The feature columns to use for prediction.

required
datasets Optional[List[FederatedDataFrame]]

The evaluation datasets. If not specified, all datasets from compute_spec are used.

None
eval_metric Union[EvaluationMetric, List[EvaluationMetric]]

The XGBoost evaluation metric to use. Can be a single string or a list.

[]
additional_eval_metric Union[ScikitMetric, List[ScikitMetric]]

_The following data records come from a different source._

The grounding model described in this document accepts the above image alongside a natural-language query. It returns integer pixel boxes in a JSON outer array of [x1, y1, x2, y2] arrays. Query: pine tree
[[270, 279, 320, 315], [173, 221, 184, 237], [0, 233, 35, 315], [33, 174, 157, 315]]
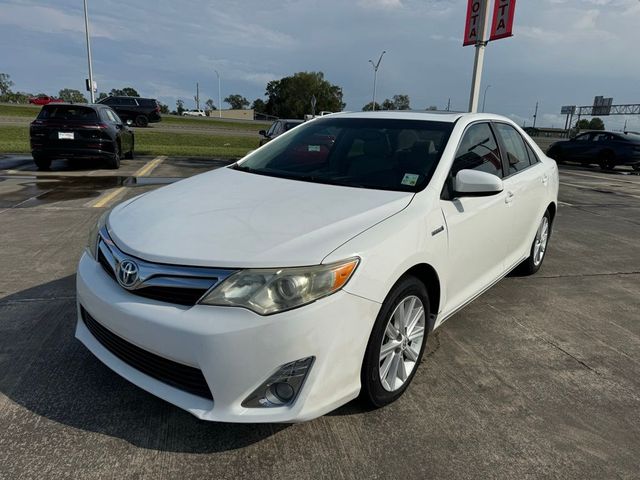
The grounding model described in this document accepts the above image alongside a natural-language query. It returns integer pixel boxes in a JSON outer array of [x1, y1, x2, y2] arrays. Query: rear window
[[137, 98, 157, 107], [38, 106, 98, 122]]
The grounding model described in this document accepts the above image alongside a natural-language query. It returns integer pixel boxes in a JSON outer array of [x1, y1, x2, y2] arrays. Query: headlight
[[199, 258, 359, 315], [86, 210, 110, 259]]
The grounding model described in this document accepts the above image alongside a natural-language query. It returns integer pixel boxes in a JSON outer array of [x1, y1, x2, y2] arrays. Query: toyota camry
[[76, 111, 559, 422]]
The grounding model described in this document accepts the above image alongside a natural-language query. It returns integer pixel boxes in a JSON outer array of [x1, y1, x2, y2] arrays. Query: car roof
[[320, 110, 516, 125]]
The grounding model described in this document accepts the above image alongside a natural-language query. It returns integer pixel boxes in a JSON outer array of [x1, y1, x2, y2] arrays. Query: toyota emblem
[[117, 259, 139, 289]]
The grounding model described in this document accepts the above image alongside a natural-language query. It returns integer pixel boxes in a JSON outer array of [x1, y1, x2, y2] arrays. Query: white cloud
[[358, 0, 403, 8]]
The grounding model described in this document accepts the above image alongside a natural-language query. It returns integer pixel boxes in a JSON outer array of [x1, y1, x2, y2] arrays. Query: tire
[[632, 164, 640, 172], [135, 115, 149, 127], [106, 144, 121, 169], [33, 154, 51, 170], [124, 138, 134, 159], [361, 276, 429, 408], [598, 151, 616, 170], [516, 211, 551, 276]]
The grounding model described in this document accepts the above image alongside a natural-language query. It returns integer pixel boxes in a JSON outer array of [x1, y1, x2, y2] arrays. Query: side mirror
[[454, 169, 503, 197], [258, 130, 266, 136]]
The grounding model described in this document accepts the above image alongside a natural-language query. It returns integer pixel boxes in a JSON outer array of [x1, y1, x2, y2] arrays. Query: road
[[0, 155, 639, 479]]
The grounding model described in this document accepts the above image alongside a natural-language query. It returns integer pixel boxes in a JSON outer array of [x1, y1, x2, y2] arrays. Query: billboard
[[490, 0, 517, 41], [560, 106, 576, 115], [463, 0, 487, 46], [593, 96, 613, 116]]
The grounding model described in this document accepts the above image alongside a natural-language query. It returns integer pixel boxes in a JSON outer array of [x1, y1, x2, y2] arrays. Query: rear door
[[439, 122, 512, 314], [493, 123, 548, 266]]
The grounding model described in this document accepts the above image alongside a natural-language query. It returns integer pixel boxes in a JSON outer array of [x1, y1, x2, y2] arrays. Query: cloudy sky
[[1, 0, 639, 129]]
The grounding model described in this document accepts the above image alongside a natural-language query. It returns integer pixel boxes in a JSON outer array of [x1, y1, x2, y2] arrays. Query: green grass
[[161, 114, 269, 131], [135, 129, 257, 158], [0, 126, 29, 152], [0, 125, 258, 158], [0, 103, 41, 118]]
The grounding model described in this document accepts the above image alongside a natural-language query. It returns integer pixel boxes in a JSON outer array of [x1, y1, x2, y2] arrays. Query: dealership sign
[[464, 0, 517, 46], [490, 0, 517, 41]]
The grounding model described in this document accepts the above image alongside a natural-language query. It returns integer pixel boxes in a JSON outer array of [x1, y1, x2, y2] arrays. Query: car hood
[[108, 167, 413, 268]]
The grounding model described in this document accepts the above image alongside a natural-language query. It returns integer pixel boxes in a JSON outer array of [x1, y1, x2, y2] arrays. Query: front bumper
[[76, 252, 380, 422]]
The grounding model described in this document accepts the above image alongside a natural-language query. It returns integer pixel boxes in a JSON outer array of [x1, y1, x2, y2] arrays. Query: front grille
[[132, 286, 208, 306], [95, 227, 235, 307], [81, 307, 213, 400]]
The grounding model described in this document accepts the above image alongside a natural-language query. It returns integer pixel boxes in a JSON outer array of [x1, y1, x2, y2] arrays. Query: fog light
[[242, 357, 315, 408]]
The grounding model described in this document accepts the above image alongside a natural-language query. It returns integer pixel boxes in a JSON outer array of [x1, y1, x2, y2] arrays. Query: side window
[[451, 123, 503, 178], [574, 133, 590, 142], [266, 122, 277, 136], [121, 98, 137, 106], [105, 109, 120, 123], [525, 142, 539, 165], [494, 123, 530, 174]]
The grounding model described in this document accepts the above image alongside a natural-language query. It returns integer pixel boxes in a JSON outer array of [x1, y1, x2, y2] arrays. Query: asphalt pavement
[[0, 154, 639, 479]]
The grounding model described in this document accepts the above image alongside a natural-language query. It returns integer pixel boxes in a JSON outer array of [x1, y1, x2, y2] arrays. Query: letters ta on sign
[[490, 0, 516, 41], [463, 0, 484, 46]]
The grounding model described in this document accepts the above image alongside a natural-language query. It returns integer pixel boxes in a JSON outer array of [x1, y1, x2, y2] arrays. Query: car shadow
[[0, 275, 287, 453]]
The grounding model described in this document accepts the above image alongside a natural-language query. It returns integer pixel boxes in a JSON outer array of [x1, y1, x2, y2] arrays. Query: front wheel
[[135, 115, 149, 127], [361, 276, 429, 408], [599, 152, 616, 170]]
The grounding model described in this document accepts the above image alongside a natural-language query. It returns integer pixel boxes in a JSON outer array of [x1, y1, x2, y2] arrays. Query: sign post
[[464, 0, 517, 113]]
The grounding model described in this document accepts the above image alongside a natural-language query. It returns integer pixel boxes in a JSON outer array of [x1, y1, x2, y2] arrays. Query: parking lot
[[0, 154, 639, 479]]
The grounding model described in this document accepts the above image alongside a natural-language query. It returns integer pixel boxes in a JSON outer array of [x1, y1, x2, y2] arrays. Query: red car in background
[[29, 95, 64, 106]]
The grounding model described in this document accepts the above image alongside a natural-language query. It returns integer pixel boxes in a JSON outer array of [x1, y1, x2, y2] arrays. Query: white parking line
[[562, 170, 638, 184]]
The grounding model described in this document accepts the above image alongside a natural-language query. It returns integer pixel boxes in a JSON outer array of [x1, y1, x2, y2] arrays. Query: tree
[[97, 92, 108, 101], [224, 94, 250, 110], [576, 119, 590, 129], [0, 73, 14, 96], [205, 99, 217, 112], [381, 99, 395, 110], [589, 117, 605, 130], [58, 88, 88, 103], [159, 103, 170, 114], [362, 101, 382, 111], [251, 98, 266, 112], [176, 99, 185, 115], [265, 71, 345, 118], [392, 94, 411, 110], [109, 87, 139, 97]]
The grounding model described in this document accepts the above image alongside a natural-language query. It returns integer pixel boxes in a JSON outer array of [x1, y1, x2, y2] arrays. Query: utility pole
[[468, 0, 490, 113], [214, 70, 221, 118], [533, 101, 539, 128], [82, 0, 95, 103], [368, 51, 386, 111], [195, 82, 200, 110], [446, 98, 451, 111], [482, 84, 491, 112]]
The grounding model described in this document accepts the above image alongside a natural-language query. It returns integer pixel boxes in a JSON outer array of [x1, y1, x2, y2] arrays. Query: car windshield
[[235, 117, 454, 192], [38, 105, 97, 122]]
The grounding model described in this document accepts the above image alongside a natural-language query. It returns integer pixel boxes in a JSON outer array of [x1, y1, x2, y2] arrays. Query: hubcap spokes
[[533, 217, 549, 266], [379, 295, 426, 392]]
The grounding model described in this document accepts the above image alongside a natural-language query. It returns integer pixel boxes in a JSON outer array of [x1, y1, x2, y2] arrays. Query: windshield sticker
[[401, 173, 420, 187], [308, 145, 321, 152]]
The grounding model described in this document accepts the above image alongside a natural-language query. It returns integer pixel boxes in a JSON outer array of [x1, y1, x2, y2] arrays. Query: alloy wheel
[[379, 295, 426, 392], [533, 216, 549, 266]]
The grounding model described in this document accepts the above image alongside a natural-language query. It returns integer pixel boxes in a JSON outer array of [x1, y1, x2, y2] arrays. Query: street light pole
[[368, 51, 386, 111], [482, 84, 491, 112], [83, 0, 95, 103], [215, 70, 221, 118]]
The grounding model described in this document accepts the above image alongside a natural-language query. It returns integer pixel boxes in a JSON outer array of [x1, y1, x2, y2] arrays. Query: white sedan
[[76, 111, 558, 422]]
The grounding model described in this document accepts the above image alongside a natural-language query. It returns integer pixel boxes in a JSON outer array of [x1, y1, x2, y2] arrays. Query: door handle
[[505, 191, 515, 204], [541, 175, 549, 185]]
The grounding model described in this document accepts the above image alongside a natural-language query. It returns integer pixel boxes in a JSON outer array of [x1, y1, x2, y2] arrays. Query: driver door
[[438, 122, 512, 318]]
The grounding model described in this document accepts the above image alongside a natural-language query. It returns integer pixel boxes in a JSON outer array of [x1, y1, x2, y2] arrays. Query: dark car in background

Additional scikit-learn evaluation metrics to use. Must be used with objective="multi:softmax".

[]
objective Optional[BoosterObjectives]

The objective function.

None
num_class Optional[int]

The number of classes for multi-class classification.

None
quantile_alpha Optional[float]

The quantile alpha for quantile regression. Only needed if the objective reg:quantileerror is used.

None

Returns:

Type Description
Dict[str, List[float]]

The evaluation results as a dictionary.

apheris_xgboost.session🔗

XGBoostSession 🔗

Bases: ABC

Abstract class for XGBoost sessions. Subclasses must implement the run and get_dataset_mapping method.

XGBoostLocalSession 🔗

Bases: XGBoostSession

__init__(dataset_mapping, dataset_root, ds2gw_dict=None, workspace=None) 🔗

XGBoost session for local execution. Args: dataset_mapping: Mapping of gateway IDs to local dataset subpaths. dataset_root: Root directory for the local datasets. ds2gw_dict: Optional mapping of dataset IDs to gateway IDs. If not provided, it will be generated automatically with the dataset ids dataset_id_1 ... dataset_id_n. workspace: Optional workspace directory. If not provided, a temporary directory. timeout: Timeout in seconds for the simulator run to kill all remaining processes in case of a client error.

get_dataset_mapping() 🔗

Returns the dataset mapping of gateway IDs to local dataset subpaths.

run(xgb_job) 🔗

Runs the XGBoost job locally in nvflare simulator mode. Args: xgb_job: XGBoost job to run. Returns: The trained XGBoost model as a dictionary.

XGBoostRemoteSession 🔗

Bases: XGBoostSession

__init__(compute_spec_id, dataset_ids, dataset_root='/workspace/input') 🔗

XGBoost session for remote execution. Args: compute_spec_id: Compute spec ID. dataset_ids: List of dataset IDs. dataset_root: Optional root directory for the remote datasets default is "/workspace/input".

get_dataset_mapping() 🔗

Returns the dataset mapping of gateway IDs to dataset paths on remote side. This information is retrieved from the dataset references of the dataset IDs.

run(xgb_job) 🔗

Runs the XGBoost job remotely. Args: xgb_job: XGBoost job to run. Returns: The trained XGBoost model as a dictionary.